Corpora and representations

P. Paroubek, C. Grouin, M. Asadullah, A. Fraisse, M. Delaborde, A. Braffort, M. Filhol, T. Hamon, A. Max, V. Moriceau, A. Névéol, X. Tannier, A. Vilnat, P. Zweigenbaum

The theme Corpora and Representations studies the linguistic events which occur in the graphic or signed representation systems used by humans to communicate. Our approach is corpus-based. We study documents from various origins: book, newspapers, speech transcriptions, technical reports, scientific articles, web pages blogs, microblogs, sign language videos etc. These documents are collected according to a specific working hypothesis, with the aim of producing models usable for language processing. Defining the necessary and sufficient representation required to perform a particular Natural Language Processing task, such as part-of-speech tagging, parsing, named entity recognition, opinion mining, etc., is a fundamental step in designing language processing functions. Building annotated corpora, i.e., sets of documents enriched with linguistic representations, gives us the means to develop, train, test, compare our algorithms and to organize evaluation campaigns. The latter have proved to be key events for identifying and supporting emerging research trends both nationally and internationally.

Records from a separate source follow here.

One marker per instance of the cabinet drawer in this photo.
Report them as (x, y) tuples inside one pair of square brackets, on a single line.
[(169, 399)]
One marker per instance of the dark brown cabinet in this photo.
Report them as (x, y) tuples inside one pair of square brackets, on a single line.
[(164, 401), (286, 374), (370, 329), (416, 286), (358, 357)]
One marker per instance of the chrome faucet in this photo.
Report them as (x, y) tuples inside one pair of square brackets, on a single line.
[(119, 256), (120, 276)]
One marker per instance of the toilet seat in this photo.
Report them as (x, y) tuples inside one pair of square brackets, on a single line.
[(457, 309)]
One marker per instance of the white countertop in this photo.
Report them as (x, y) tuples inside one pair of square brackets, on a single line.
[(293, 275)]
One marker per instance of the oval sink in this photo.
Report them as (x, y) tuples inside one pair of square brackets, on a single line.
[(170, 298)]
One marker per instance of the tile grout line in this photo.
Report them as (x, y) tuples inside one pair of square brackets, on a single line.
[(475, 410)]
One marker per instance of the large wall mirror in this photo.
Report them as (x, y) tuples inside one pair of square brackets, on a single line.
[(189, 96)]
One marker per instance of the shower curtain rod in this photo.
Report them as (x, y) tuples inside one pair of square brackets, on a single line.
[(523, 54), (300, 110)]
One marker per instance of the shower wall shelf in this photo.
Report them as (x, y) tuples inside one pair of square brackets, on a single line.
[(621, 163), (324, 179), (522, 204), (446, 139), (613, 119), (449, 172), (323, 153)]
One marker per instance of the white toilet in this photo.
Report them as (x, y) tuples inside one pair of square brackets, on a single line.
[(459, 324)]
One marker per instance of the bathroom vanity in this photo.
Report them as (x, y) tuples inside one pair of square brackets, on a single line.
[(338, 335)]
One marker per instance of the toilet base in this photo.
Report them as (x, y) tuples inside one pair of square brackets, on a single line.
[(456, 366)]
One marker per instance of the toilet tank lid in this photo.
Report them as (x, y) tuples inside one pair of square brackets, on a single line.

The ILES group has a long experience in producing annotated corpora and organizing evaluation campaigns based on these corpora. Our expertise in the domain gave us the means to collaborate in research projects with an ever growing number of partners from both academia (CHIST-ERA uComp project, yearly DEFT series of text mining challenges) and industry (Big Data REQUEST, SONAR, Systematic PROJESTIMATE). For information specific to sign language representations, please refer to the theme Sign Language.